Между старым П. С. Тачвудом и его причудой никакие сотни, даже тысячи преграды не поставят. А моя причуда состоит сейчас в том, чтобы сделать из вас, мистер Моубрей Сент-Ронан, свободного человека, — свободного, как дикарь в лесу. Почему это вы напустили на себя такой суровый вид, молодой человек? Я полагаю, что вы все же не осел, способный вообразить, будто его достоинство унижено тем, что плебей Скроджи приходит на помощь столь устрашающе благородной древней фамилии Моубреев.

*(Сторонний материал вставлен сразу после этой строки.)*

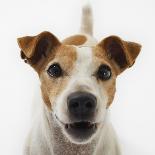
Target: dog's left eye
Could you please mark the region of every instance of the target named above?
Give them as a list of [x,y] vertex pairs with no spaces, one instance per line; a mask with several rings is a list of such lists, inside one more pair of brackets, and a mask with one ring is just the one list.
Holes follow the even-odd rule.
[[47,70],[48,75],[58,78],[62,76],[62,69],[59,64],[53,64],[51,65]]
[[111,69],[107,65],[101,65],[97,71],[97,78],[101,80],[109,80],[111,77]]

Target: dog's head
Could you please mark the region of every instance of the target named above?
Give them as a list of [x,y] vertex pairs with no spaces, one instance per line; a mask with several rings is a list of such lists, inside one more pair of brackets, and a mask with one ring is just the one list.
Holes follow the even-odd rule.
[[116,77],[133,65],[141,46],[110,36],[95,46],[86,37],[60,42],[53,34],[18,39],[22,58],[38,73],[45,106],[73,143],[90,141],[104,125]]

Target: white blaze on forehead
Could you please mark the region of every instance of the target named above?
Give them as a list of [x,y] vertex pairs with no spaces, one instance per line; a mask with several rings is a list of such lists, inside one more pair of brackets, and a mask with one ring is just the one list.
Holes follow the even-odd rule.
[[92,67],[92,49],[91,47],[77,47],[77,60],[75,65],[76,76],[90,76]]

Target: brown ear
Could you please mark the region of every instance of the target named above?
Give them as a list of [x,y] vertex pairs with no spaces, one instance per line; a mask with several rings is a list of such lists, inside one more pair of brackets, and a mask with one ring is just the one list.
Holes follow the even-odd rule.
[[53,34],[46,31],[37,36],[18,38],[17,41],[22,59],[32,66],[37,64],[42,56],[46,56],[53,47],[60,44]]
[[141,50],[140,44],[123,41],[117,36],[107,37],[98,45],[105,50],[108,59],[117,65],[119,73],[134,64]]

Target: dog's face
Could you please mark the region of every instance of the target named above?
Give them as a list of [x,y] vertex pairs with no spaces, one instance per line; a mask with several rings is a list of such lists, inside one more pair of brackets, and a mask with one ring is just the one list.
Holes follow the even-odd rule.
[[[83,42],[81,36],[78,43]],[[140,52],[139,44],[116,36],[92,47],[79,46],[77,37],[60,43],[49,32],[19,38],[18,43],[22,58],[40,77],[45,106],[73,143],[90,141],[104,125],[116,77]]]

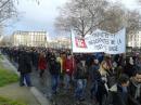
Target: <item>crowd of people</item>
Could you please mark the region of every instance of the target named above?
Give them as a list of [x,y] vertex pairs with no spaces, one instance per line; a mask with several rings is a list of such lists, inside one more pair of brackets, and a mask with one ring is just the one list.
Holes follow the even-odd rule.
[[141,105],[140,54],[72,54],[70,50],[8,47],[1,51],[18,64],[21,87],[24,79],[28,87],[34,86],[29,75],[34,67],[39,78],[44,70],[50,73],[54,95],[60,88],[66,93],[73,88],[77,101],[86,99],[87,90],[99,105]]

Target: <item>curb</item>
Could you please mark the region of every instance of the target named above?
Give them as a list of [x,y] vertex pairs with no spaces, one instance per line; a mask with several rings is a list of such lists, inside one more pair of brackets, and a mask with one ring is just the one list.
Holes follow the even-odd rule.
[[[12,67],[12,70],[20,77],[20,73],[16,70],[16,67],[10,63],[10,61],[7,58],[5,55],[2,55],[4,61]],[[31,87],[30,92],[36,97],[36,100],[39,102],[40,105],[50,105],[47,97],[36,88]]]

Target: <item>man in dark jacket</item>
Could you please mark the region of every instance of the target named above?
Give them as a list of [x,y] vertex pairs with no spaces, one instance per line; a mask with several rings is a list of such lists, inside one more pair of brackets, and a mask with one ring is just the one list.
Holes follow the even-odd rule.
[[61,64],[56,61],[55,56],[52,56],[49,62],[49,70],[51,74],[52,94],[56,94],[59,86],[59,76],[61,70]]
[[129,96],[127,87],[129,78],[127,75],[121,75],[117,84],[110,89],[105,105],[129,105]]
[[75,79],[77,82],[75,96],[78,101],[85,100],[85,90],[87,86],[88,69],[84,60],[79,60],[76,66]]
[[20,78],[20,86],[23,87],[25,86],[24,79],[26,81],[26,84],[28,87],[31,87],[30,82],[30,73],[31,73],[31,65],[30,65],[30,58],[28,56],[28,53],[25,51],[22,51],[18,57],[18,69],[21,73],[21,78]]

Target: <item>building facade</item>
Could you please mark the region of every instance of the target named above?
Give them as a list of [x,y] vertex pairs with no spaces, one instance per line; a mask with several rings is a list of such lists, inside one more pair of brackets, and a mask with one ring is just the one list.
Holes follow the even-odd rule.
[[46,31],[14,31],[12,35],[12,44],[15,47],[46,47],[47,32]]

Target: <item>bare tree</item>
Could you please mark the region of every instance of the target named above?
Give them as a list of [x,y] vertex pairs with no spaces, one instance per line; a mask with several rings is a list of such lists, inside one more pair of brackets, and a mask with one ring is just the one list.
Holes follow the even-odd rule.
[[105,0],[70,0],[61,9],[55,26],[65,30],[73,28],[84,37],[104,22],[107,5]]
[[16,16],[17,12],[13,0],[0,0],[0,24]]
[[116,32],[127,27],[127,32],[139,28],[139,12],[127,10],[121,3],[106,0],[70,0],[61,8],[55,26],[60,30],[75,29],[78,35],[91,34],[95,28]]

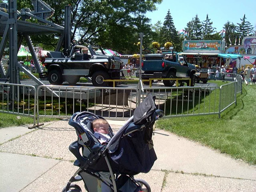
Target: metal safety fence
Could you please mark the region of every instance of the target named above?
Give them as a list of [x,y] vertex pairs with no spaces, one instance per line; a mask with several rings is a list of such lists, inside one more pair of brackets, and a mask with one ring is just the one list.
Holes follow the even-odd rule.
[[[233,76],[233,75],[232,75]],[[170,118],[218,114],[236,104],[242,93],[242,78],[238,75],[218,86],[100,87],[0,83],[0,112],[34,118],[37,125],[42,117],[68,118],[77,111],[87,111],[107,119],[127,119],[147,95],[156,96],[158,109]]]
[[33,118],[35,125],[36,95],[32,85],[0,83],[0,112]]
[[142,99],[150,92],[164,118],[220,115],[220,88],[217,86],[143,88]]
[[83,111],[128,119],[138,105],[139,93],[135,88],[44,85],[36,95],[38,124],[40,117],[67,118]]

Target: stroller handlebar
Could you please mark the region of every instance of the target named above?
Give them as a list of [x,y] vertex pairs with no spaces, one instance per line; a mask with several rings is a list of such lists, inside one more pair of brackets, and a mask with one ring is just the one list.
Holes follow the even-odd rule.
[[160,109],[157,109],[155,112],[156,115],[156,120],[158,120],[160,118],[162,118],[164,116],[164,113]]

— Разумеется, я не такой дурак, — ответил Моубрей, по-прежнему не поднимая глаз, — чтобы отвергнуть помощь, являющуюся для меня тем, что для утопающего — брошенная ему веревка, но тут есть одно обстоятельство… — он оборвал свою речь и залпом осушил стакан вина, — обстоятельство, упоминать о котором мне крайне тягостно… Но вы, кажется, явились ко мне как друг, и лучше всего я могу доказать свое доверие вам как другу, если скажу, что речи, которые леди Пенелопа Пенфезер вела о моей сестре, свидетельствуют о том, что Кларе пришло время упорядочить свое положение. И добавлю, что весьма опасаюсь, как бы разрыв отношений моей сестры с этим человеком не повредил сильнейшим образом ее доброй славе. Они получат Неттлвуд, а жить смогут раздельно: он предложил, что примет соответствующие меры в самый день свадьбы. Положение замужней женщины поставит ее выше всяких сплетен и спасет от нужды, от которой — должен с горестью признать это — я в скором времени уже не буду в состоянии ее избавить.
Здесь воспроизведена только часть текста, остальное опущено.